This article is from the Childhood Vaccinations FAQ, by Lynn Gazis-Sax firstname.lastname@example.org with numerous contributions by others.
This claim is examined at length by Lon Morgan, DC,DABCO in his Web
site "A summary of JAPAN, SIDS, and PERTUSSIS IMMUNIZATION" at
turns out that what
went away, in 1975, when Japan increased the age at which it
administered the first dose of the vaccine from three months to
two years, was *claims of vaccine injuries* for SIDS. Japan had a
compensation system for vaccine injuries, in which claims were to be
paid unless other causes were clearly provable. Under this system, 11
claims were paid for what was termed Sudden Death, between 1970-1975
(this out of 25-30 million doses of pertussis vaccine). After the
vaccination age was raised, no further claims were paid for Sudden
Death related to vaccination. Since SIDS occurs before 12 months of
age, any cases of SIDS can not be attributed to a vaccine which is
given starting at 24 months.
Japan has, however, kept statistics for SIDS, and these statistics
showed the numbers of SIDS cases *increasing*, rather than decreasing,
at the time that the age of the first pertussis vaccination was
raised.

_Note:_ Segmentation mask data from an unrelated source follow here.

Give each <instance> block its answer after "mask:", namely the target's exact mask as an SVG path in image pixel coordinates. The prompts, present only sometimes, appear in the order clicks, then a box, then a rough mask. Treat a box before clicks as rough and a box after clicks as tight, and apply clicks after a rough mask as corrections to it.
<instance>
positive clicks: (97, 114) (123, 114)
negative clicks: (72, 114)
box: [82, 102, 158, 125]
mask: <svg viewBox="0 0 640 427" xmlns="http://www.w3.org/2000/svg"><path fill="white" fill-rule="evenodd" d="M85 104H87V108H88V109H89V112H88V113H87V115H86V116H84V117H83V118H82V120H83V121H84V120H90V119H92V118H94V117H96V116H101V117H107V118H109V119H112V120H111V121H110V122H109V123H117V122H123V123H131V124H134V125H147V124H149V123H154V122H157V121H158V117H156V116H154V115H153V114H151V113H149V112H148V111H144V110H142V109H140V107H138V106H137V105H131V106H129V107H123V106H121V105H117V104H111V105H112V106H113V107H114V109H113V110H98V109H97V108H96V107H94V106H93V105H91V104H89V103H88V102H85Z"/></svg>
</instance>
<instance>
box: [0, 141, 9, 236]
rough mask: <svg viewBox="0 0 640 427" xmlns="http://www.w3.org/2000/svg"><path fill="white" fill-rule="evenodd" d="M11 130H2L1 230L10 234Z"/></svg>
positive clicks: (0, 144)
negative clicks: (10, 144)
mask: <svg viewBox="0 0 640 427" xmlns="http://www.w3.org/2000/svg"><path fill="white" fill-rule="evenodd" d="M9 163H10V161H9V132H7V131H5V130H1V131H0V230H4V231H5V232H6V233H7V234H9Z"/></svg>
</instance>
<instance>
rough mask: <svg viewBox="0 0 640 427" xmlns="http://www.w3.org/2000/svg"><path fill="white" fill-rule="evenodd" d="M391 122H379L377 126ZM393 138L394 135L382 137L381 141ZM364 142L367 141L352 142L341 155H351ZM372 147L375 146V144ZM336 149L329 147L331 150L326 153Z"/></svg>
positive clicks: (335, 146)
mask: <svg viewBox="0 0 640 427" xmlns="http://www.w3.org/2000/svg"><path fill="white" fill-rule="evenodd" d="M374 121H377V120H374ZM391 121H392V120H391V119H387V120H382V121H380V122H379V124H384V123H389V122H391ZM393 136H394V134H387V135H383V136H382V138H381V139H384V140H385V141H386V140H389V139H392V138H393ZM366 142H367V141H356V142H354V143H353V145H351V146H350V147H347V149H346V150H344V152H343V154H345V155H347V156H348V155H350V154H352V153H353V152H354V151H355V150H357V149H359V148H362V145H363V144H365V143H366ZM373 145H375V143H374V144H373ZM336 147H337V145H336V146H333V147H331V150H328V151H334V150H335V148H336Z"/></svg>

Though the delay in age for the first pertussis vaccination
did not reduce the incidence of SIDS, it did result in a huge increase
in pertussis cases, peaking at 13,105 cases and 41 deaths by 1979. For
more details, and references, see Lon Morgan's site.
As a side note, recent vaccination rates for Japan, as listed in
http://www.who.int/gpv-surv/country/japan.html, were, in 1996, 98% for
polio, 100% for diptheria, pertussis, and tetanus, and 94% for
measles; the coverage for BCG in 1993 was 91%.